Djokovic, koronavirüs salgını nedeniyle
sosyal medya hesabında her hafta düzenli olarak programlar yapıyor. “The
Self-Mastery Project” adını verdiği yayınlarda Nole; kişisel gelişim, beslenme,
hızlı öğrenme metotları, zihni sakinleştirme gibi konularda uzman konuklarıyla sohbet
ediyor ve günlük hayatındaki alışkanlıklarını, hayata bakış açısını takipçileriyle
paylaşıyor. Hem bu keyifli sohbetler hem
de verdiği röportajlar Djokovic’i daha iyi anlamamıza fırsat sunuyor.
Bugün 33. yaşını kutlayan
Djokovic’i şampiyon yapan etkenleri; yeteneği, koçları, her daim geliştirmeye
çalıştığı oyunu ve teknik becerileri açısından değil, çocukluğundan başlayarak onu
kariyerinin en önemli anlarına taşıyan zihin yapısı, alışkanlıkları, çalışkanlığı,
kişisel gelişim yolculuğu ve geçirdiği dönüşüm açısından aktarmakta fayda var.
Görsel Kaynağı: Amerika Açık Instagram Sayfası |
Tenis; fiziksel, teknik ve mental açıdan sporcunun kendisini tüm benliğiyle ortaya koyması gereken, üstelik maçın her anında aynı yoğunluğu korumak zorunda olduğu bir spor. Sporcunun maç içerisinde bir sonraki hamlesini düşünmesi, buna göre kortta doğru şekilde pozisyon alması, doğru vuruş seçimleri yapması ve problemleri çözmesi gerekiyor.
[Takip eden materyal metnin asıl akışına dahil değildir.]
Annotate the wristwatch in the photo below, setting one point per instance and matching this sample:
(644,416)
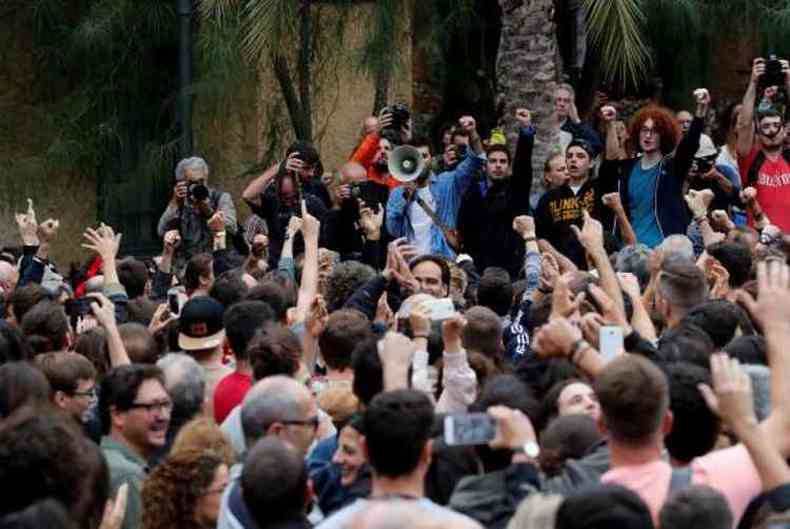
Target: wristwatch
(531,449)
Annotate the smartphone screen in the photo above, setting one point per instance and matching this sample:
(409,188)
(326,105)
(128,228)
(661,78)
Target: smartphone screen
(611,342)
(469,429)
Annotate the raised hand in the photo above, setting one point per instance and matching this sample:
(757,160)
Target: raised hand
(103,241)
(523,117)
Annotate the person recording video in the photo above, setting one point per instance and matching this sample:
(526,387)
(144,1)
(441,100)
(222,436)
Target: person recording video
(192,205)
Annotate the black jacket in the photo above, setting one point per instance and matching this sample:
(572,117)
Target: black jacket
(486,216)
(668,202)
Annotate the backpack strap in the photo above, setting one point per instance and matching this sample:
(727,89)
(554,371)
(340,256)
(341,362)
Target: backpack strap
(681,478)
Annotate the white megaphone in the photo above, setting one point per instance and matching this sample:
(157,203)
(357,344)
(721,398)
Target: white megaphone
(406,164)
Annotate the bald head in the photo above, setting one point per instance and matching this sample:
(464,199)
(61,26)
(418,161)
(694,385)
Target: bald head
(9,276)
(273,400)
(353,172)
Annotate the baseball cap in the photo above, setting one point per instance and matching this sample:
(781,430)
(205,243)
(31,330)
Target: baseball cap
(200,324)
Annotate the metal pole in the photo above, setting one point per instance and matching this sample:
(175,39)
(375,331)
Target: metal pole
(184,10)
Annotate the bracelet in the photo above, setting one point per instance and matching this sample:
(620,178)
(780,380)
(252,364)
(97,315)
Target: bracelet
(579,347)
Hem de tek başına!
Tenisin en büyüleyici taraflarından
biri oyuncunun duygu değişimlerine an be an tanıklık edebilmek olsa gerek. Öyle
ki korttaki oyuncunun kendine güvenini ya da korkusunu, cesaretini ya da
şüphesini, bir anda oyunda kaybolmasını ya da kendini zor durumdayken bile
motive edişini yani hayatta aslında ne yaşıyorsak birebir mikro ölçüdeki
versiyonunu bir tenis maçında canlı canlı izleyebilmek keyif verici.
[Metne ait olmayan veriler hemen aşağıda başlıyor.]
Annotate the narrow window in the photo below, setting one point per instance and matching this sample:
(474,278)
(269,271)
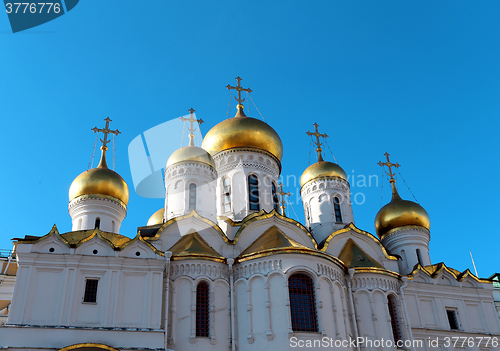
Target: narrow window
(276,201)
(202,309)
(396,330)
(192,196)
(90,294)
(452,319)
(253,192)
(336,206)
(419,257)
(226,195)
(302,304)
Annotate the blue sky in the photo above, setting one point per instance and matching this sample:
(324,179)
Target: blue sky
(417,79)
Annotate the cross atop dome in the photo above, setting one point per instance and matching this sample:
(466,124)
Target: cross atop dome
(191,127)
(317,142)
(239,89)
(389,164)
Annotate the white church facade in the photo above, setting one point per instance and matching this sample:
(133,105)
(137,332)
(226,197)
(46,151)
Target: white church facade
(220,267)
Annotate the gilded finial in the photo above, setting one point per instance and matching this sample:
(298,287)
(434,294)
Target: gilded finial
(391,174)
(191,128)
(282,198)
(104,148)
(239,89)
(317,142)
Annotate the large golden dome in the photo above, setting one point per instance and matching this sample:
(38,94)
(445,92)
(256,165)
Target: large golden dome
(398,213)
(100,180)
(242,131)
(322,169)
(157,217)
(190,154)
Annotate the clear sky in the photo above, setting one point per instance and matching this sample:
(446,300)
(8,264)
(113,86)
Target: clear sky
(418,79)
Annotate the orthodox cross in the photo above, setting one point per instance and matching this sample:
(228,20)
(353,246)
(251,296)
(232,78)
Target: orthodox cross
(239,89)
(389,164)
(317,142)
(106,131)
(282,196)
(191,127)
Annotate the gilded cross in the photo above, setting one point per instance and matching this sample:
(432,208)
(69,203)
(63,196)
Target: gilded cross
(317,142)
(389,164)
(106,131)
(191,127)
(239,89)
(282,196)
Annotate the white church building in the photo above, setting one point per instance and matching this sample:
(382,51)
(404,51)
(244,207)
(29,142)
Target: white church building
(221,267)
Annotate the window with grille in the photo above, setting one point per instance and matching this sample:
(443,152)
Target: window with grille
(336,207)
(226,194)
(90,294)
(396,330)
(302,303)
(452,319)
(253,192)
(202,309)
(276,201)
(192,196)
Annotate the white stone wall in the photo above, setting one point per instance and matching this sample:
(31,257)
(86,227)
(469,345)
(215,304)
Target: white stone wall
(318,200)
(178,178)
(85,210)
(237,164)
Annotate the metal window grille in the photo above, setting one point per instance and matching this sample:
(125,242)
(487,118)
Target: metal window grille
(452,319)
(202,310)
(396,330)
(90,294)
(302,303)
(336,206)
(192,196)
(253,192)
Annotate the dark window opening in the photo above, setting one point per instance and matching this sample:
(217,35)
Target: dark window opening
(276,201)
(396,330)
(90,294)
(253,192)
(192,196)
(336,207)
(226,194)
(202,309)
(452,319)
(302,303)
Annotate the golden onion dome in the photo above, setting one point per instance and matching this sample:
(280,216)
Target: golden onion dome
(157,217)
(100,180)
(243,131)
(322,169)
(398,213)
(190,154)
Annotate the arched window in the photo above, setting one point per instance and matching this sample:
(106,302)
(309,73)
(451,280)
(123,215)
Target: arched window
(336,207)
(253,192)
(419,257)
(302,303)
(202,309)
(192,196)
(396,330)
(276,201)
(226,194)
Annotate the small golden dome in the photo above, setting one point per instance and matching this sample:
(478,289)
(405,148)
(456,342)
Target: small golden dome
(398,213)
(242,131)
(322,169)
(100,180)
(157,217)
(190,154)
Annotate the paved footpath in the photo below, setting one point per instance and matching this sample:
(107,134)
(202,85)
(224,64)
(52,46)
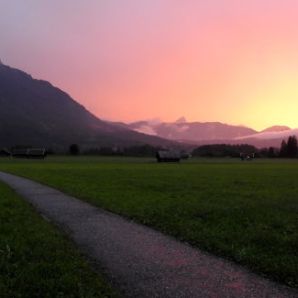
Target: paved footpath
(139,261)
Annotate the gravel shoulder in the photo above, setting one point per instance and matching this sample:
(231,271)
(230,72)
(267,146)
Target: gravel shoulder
(140,261)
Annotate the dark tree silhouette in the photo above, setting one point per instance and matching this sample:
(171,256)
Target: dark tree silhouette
(74,149)
(283,149)
(292,147)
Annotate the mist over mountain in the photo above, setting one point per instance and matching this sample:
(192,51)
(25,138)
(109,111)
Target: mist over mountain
(34,112)
(192,131)
(202,133)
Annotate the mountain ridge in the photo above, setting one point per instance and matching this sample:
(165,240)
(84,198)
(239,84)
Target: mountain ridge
(34,112)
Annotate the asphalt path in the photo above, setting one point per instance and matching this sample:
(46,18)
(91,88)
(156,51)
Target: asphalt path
(140,261)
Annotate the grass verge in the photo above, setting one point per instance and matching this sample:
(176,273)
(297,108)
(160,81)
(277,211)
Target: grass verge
(36,260)
(247,212)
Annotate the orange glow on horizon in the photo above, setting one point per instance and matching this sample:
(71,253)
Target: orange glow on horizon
(220,60)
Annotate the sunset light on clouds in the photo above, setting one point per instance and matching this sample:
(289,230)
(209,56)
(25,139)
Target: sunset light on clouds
(218,60)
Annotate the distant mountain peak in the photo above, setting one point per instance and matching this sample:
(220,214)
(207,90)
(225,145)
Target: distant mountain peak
(181,120)
(276,128)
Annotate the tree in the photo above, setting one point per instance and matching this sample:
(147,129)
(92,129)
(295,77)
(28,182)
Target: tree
(74,149)
(292,147)
(283,152)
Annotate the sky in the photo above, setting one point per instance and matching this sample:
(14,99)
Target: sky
(218,60)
“Maçın en kritik anlarında
içinizde olan ve halledemediğiniz şüpheniz, korkunuz ya da travmanız o duygu her
ne ise su üstüne çıkar ve bir anda bir sürü şey sizi tetiklemeye başlayabilir.”
diyor Nole. Bu anlarla mücadele ancak sporcunun kendisinin en iyi versiyonu
olduğu duruma dönüşmesiyle mümkün olabiliyor. Dolayısıyla bir sporcu aslında
sadece kendisiyle rekabet halinde, yani geçmesi gereken tek kişi kendisi. İşte
o anlarda zihninizi susturmak, içinizde beliren duyguyu kontrol altına almak
ancak yıllar boyu süren kişisel bir çalışmanın ürünü.
Meditasyon, nefes çalışması,
olumlamalar, farkındalık, an’da kalabilmek, yoga, günlük tutmak Djokovic için böyle
anları yönetmede kullandığı birer enstrüman. Mentorluk aldığı rehberleri, yaşam
koçları var ancak kendisinin de söylediği gibi duygularınızı yalnızca siz
yönetebilir ve düzeltebilirsiniz.
Novak Djokovic savaşın
parçaladığı bir ülkede bomba sesleri arasında korta çalışmaya giden bir
çocuk. Savaş döneminde bile disiplini,
çalışmayı, soğukkanlılığı koruyabilmiş. Genç yaşında yaşadığı bu zorluklar
kişiliğinin temel taşlarını oluşturuyor. En güzeli ise yaşadığı bu zorlukların
Djokovic’ in duygusal tarafını köreltmemiş olması…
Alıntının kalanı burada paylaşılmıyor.